Key topics where I’m looking for concrete, technically rigorous input:
Data integrity without paid vendors
- Equities: Which truly free sources include point-in-time corporate actions and, critically, delisted names to mitigate survivorship bias? If none, what is the least-bad approximation strategy that is explicitly documented and auditable?
- Futures: Methods to construct continuous contracts from free daily settlements (e.g., ratio or Panama back-adjustments) with reproducible roll logic and roll calendars. Any free datasets with historical contract metadata to avoid look-ahead?
- Crypto: Best free sources for historical trades and depth to support microstructure modeling; recommended normalization for symbol changes, contract specs, and funding rate histories.
- Time alignment: Robust, free solutions for trading calendars, session times, and holiday schedules across regions and assets.
Microstructure and cost modeling using only free inputs
- Spread proxies from OHLCV (e.g., Corwin-Schultz, high-low based estimates) and their observed error characteristics versus quote data; guidance for when they are usable by capitalization/liquidity buckets.
- Slippage/impact model that can be calibrated from free data: e.g., expected shortfall = k1·spread + k2·(size/ADV)alpha·vol, with literature-backed ranges for k2 and alpha. Any open benchmarks for calibrating these parameters by venue and period?
- Short-selling frictions with free data: borrow availability proxy, fee estimates, and regulatory constraints (uptick rules) at daily or intraday horizons.
- Realistic fills: event-driven partial fills, queue priority, and auction participation using only OHLCV or publicly available trade prints; what minimum set of assumptions yields defensible estimates?
Simulation engine characteristics feasible with free tools
- Event-driven vs vectorized frameworks that handle multi-asset, multi-timeframe, corporate actions, cash flows, and margin. Candidate stacks: Lean engine locally with user-supplied free data, Backtrader, QSTrader, vectorbt/backtesting.py. What gaps matter most in each for institutional-grade realism?
- Portfolio accounting: net vs gross exposure, financing costs, FX conversion at realistic fixing times, crypto funding, exchange fee tiers, and rebates modeled from public schedules.
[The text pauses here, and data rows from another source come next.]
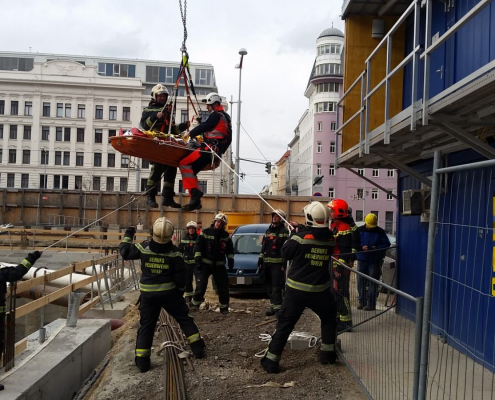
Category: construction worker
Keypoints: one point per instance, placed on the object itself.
(156, 117)
(213, 246)
(271, 264)
(162, 285)
(186, 247)
(308, 285)
(12, 274)
(345, 239)
(217, 134)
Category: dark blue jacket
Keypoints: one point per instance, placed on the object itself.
(375, 237)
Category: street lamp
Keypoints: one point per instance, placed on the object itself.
(242, 53)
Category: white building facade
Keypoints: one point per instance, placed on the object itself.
(58, 111)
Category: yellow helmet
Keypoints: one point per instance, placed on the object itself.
(163, 230)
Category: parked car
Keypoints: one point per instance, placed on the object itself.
(247, 247)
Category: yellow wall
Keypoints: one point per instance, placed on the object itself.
(358, 46)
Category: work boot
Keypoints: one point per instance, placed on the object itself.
(143, 363)
(328, 357)
(198, 348)
(168, 198)
(272, 367)
(150, 196)
(195, 202)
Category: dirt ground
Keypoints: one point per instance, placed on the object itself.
(230, 370)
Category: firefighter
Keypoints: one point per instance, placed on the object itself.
(162, 285)
(186, 247)
(156, 118)
(213, 246)
(308, 285)
(271, 264)
(347, 242)
(217, 134)
(12, 274)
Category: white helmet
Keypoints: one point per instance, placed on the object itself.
(212, 98)
(162, 230)
(221, 217)
(158, 89)
(280, 213)
(316, 215)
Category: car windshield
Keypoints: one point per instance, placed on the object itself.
(247, 243)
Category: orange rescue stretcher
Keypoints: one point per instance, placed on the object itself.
(157, 147)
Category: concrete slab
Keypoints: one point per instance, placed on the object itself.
(59, 369)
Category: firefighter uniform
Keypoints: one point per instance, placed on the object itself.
(162, 283)
(212, 248)
(308, 285)
(273, 264)
(186, 247)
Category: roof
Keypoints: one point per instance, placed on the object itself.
(331, 32)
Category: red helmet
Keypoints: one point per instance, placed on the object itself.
(340, 207)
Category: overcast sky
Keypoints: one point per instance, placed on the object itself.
(279, 36)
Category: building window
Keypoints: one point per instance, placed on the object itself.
(24, 181)
(78, 182)
(99, 112)
(113, 113)
(98, 136)
(80, 135)
(331, 169)
(97, 159)
(96, 183)
(124, 161)
(123, 184)
(13, 132)
(10, 180)
(27, 132)
(111, 160)
(12, 156)
(110, 184)
(26, 156)
(126, 114)
(28, 108)
(46, 109)
(14, 107)
(81, 111)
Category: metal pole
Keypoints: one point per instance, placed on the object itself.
(430, 259)
(238, 136)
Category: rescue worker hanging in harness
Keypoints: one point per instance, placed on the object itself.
(217, 134)
(162, 285)
(347, 243)
(271, 264)
(186, 247)
(12, 274)
(157, 118)
(213, 246)
(308, 285)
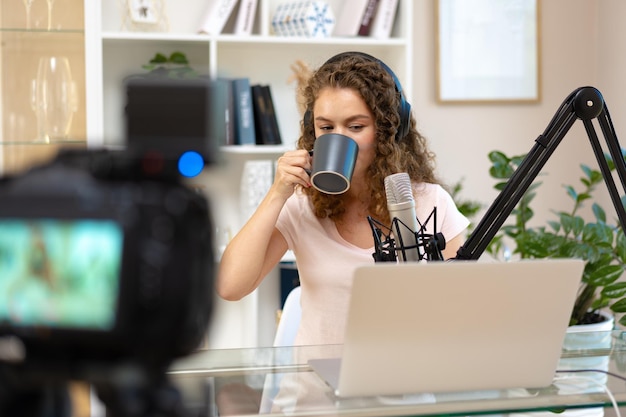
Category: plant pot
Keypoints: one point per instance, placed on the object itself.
(581, 337)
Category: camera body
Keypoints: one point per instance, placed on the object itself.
(98, 269)
(106, 256)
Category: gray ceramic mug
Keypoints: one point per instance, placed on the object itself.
(334, 158)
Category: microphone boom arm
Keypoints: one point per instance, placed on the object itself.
(585, 103)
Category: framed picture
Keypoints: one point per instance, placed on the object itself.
(487, 51)
(143, 11)
(145, 15)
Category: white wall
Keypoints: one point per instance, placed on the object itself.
(578, 41)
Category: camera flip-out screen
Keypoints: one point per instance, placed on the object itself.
(60, 273)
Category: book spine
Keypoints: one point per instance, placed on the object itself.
(368, 18)
(221, 117)
(384, 19)
(349, 18)
(264, 131)
(271, 115)
(244, 114)
(216, 16)
(245, 17)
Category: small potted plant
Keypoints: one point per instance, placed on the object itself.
(601, 243)
(176, 66)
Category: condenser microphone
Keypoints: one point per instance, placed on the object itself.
(401, 206)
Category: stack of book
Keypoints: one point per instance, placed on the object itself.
(310, 19)
(235, 15)
(247, 113)
(374, 18)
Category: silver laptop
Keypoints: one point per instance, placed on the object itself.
(453, 326)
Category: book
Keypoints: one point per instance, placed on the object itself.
(273, 118)
(384, 19)
(266, 123)
(220, 117)
(225, 111)
(245, 17)
(349, 18)
(368, 18)
(245, 133)
(216, 15)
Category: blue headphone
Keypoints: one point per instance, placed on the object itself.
(405, 107)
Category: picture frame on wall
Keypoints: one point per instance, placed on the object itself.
(488, 51)
(145, 15)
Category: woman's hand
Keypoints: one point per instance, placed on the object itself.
(292, 170)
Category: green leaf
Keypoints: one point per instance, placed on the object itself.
(616, 290)
(158, 59)
(599, 212)
(178, 58)
(605, 275)
(619, 306)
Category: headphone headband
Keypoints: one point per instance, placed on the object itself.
(404, 109)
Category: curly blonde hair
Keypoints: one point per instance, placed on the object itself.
(377, 88)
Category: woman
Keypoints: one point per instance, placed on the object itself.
(355, 95)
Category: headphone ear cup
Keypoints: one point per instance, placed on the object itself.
(405, 118)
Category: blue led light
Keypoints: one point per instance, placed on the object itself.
(190, 164)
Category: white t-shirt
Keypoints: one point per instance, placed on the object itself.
(326, 262)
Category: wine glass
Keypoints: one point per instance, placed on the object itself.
(54, 98)
(28, 4)
(50, 5)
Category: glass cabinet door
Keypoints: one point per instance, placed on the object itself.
(42, 80)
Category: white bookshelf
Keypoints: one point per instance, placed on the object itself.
(113, 53)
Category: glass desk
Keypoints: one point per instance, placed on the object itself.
(279, 381)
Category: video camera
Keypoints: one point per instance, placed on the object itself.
(106, 257)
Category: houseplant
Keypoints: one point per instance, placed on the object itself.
(176, 65)
(601, 242)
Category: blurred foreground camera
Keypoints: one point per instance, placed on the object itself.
(106, 261)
Validation and overfitting control without paywalled stats
- Protocol combining anchored walk-forward, combinatorially symmetric cross-validation, Deflated Sharpe Ratio, and Probability of Backtest Overfitting; open-source implementations that are accurate and maintained.
- Leakage/unit tests: reproducible checks for look-ahead, survivorship, split/dividend misapplications, timezone errors, and asynchronous signal alignment.
- Robustness checks available with free data: cross-venue replication, stress under liquidity droughts, and parameter stability maps.
Reproducibility standards
- Data snapshotting with hashes, deterministic random seeds, containerized environments, and metadata logs so another researcher can bitwise-reproduce a backtest with the same free sources at a later date.
- A minimal “backtest audit” checklist suitable for publication or investment committee review.
Proposed starting point for a minimal, auditable free stack (open to critique):
- Data: Stooq/Yahoo for equities EOD with explicit caveats; NASDAQ Data Link CHRIS for daily futures settlements; Binance historical trades and order book snapshots for crypto; exchange fee schedules and funding rates where published; open trading calendars.
- Engine: Lean local or Backtrader for event-driven simulation; vectorbt for research prototyping; risk/reporting via empyrical/pyfolio-like metrics.
- Cost model baseline: spread proxy from Corwin-Schultz, volatility- and participation-based slippage term calibrated on crypto where depth is free, then scaled for equities/futures by spread and volatility; explicit sensitivity bands in reports.
- Validation: anchored walk-forward, deflated Sharpe, combinatorial CV, plus a leakage test suite run on synthetic datasets with known ground truth.
Questions to the community:
- What specific free datasets or methods close the biggest realism gaps above, especially for survivorship and delistings in equities?
- Has anyone published an open calibration of slippage/impact parameters from free microstructure data that generalizes beyond a single venue?
- Which open-source engine today strikes the best balance between event-driven realism and reproducibility for multi-asset portfolios?
- What would you add to a minimal “backtest audit” that can be executed with only free tools and data?
If there is interest, I can help assemble a shared reference repository with a canonical dataset snapshot, engines configured per the above, and a test battery that strategies must pass before performance is reported.